Welche Rechte und Pflichten sich daraus für die Arbeitsvertragsparteien ergeben und was Arbeitgeber und Arbeitnehmer jetzt zu beachten haben, lässt sich, zum derzeitigen Stand, wie folgt zusammenfassen:
1. Ziel der Arbeitsschutzverordnung
2. Gefährdungsbeurteilung
3. Pflicht zum Angebot, die Tätigkeit im Homeoffice auszuüben
Neben den oben dargestellten Grundsätzen äußert sich die Verordnung auch zu der in der Öffentlichkeit viel diskutierten Verpflichtung der Arbeitgeber, Homeoffice-Arbeitsplätze zur Verfügung zu stellen. Nach § 2 Abs. 4 der Verordnung hat der Arbeitgeber den Beschäftigten im Falle von Büroarbeit oder vergleichbaren Tätigkeiten anzubieten, diese Tätigkeiten in deren Wohnung auszuführen, wenn keine zwingenden betriebsbedingten Gründe entgegenstehen
b. Ausnahme: zwingende betriebsbedingte Gründe
Arbeitgeber werden nunmehr nicht umherkommen, ihren Arbeitnehmern im Regelfall Homeoffice-Arbeitsplätze anzubieten. Sie können dies nur dann unterlassen beziehungsweise das Verlangen des Arbeitnehmers auf Arbeit im Homeoffice nur dann ablehnen, wenn „zwingende betriebsbedingte Gründe“ vorliegen.

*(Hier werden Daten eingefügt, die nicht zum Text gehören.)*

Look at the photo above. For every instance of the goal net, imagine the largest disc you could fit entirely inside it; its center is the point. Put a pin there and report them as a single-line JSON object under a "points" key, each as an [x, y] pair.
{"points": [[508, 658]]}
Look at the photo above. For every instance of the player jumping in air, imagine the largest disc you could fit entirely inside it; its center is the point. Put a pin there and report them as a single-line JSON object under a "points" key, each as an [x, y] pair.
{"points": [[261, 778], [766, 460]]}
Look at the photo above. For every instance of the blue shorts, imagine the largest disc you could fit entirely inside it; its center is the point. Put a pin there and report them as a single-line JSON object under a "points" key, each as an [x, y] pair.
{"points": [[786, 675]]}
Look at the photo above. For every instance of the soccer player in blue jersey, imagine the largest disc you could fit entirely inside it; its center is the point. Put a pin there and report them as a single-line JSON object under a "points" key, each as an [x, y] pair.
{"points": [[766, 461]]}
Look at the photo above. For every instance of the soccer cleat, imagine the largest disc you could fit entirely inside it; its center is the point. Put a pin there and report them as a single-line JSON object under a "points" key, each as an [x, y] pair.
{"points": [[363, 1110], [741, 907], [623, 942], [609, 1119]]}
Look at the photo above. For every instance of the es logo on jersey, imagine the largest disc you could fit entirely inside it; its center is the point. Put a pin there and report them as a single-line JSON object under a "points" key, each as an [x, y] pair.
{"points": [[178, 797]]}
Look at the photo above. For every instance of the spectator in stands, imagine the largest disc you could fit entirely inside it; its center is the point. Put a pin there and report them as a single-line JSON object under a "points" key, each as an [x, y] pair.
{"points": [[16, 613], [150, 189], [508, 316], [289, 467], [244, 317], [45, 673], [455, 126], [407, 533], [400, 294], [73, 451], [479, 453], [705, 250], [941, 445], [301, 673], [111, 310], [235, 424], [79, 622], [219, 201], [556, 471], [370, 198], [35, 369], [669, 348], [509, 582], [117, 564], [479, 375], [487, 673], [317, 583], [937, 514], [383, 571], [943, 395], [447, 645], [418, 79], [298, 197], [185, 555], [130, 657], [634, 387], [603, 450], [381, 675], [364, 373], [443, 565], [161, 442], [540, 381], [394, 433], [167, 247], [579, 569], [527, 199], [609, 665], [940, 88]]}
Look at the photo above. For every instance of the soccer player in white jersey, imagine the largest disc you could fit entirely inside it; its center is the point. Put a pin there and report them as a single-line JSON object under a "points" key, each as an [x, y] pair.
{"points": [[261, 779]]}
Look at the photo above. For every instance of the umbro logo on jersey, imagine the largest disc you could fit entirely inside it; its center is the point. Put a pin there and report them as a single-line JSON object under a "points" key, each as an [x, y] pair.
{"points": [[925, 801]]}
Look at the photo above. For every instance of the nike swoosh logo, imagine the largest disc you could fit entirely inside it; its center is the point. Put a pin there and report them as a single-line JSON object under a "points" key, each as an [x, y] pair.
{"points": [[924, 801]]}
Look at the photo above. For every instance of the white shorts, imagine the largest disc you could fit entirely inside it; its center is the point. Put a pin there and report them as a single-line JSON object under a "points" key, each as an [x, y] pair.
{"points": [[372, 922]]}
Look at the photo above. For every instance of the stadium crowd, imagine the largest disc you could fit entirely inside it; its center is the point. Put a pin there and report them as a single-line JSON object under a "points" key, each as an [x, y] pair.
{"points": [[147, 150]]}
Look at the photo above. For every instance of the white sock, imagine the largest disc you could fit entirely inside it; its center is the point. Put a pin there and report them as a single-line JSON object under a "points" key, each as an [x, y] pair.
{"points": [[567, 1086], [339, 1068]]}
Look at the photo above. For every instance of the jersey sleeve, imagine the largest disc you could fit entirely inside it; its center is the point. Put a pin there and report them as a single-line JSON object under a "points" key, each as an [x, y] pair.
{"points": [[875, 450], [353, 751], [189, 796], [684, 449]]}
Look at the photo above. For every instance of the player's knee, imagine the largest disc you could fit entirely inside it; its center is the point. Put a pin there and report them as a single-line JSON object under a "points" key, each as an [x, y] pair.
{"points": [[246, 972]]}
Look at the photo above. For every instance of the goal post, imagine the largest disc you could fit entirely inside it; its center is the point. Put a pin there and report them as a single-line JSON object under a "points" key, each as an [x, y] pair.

Was dies für Gründe sein können, dazu verhält sich die Verordnung ebenso wenig wie zu deren Begründung. Aufschluss geben nur die auf der Homepage des BMAS zur Verordnung veröffentlichten Frequently Asked Questions (FAQ), die aber natürlich lediglich eine unverbindliche Auslegungshilfe sein können.
Einigkeit dürfte darüber bestehen, dass Homeoffice für diejenigen Arbeitnehmer ausgeschlossen ist, die nicht ganz oder weit überwiegend mit Büroarbeit oder vergleichbaren Tätigkeiten befasst sind. Das BMAS nennt exemplarisch Arbeitsplätze in den Bereichen Produktion, Dienstleistung, Handel oder Logistik.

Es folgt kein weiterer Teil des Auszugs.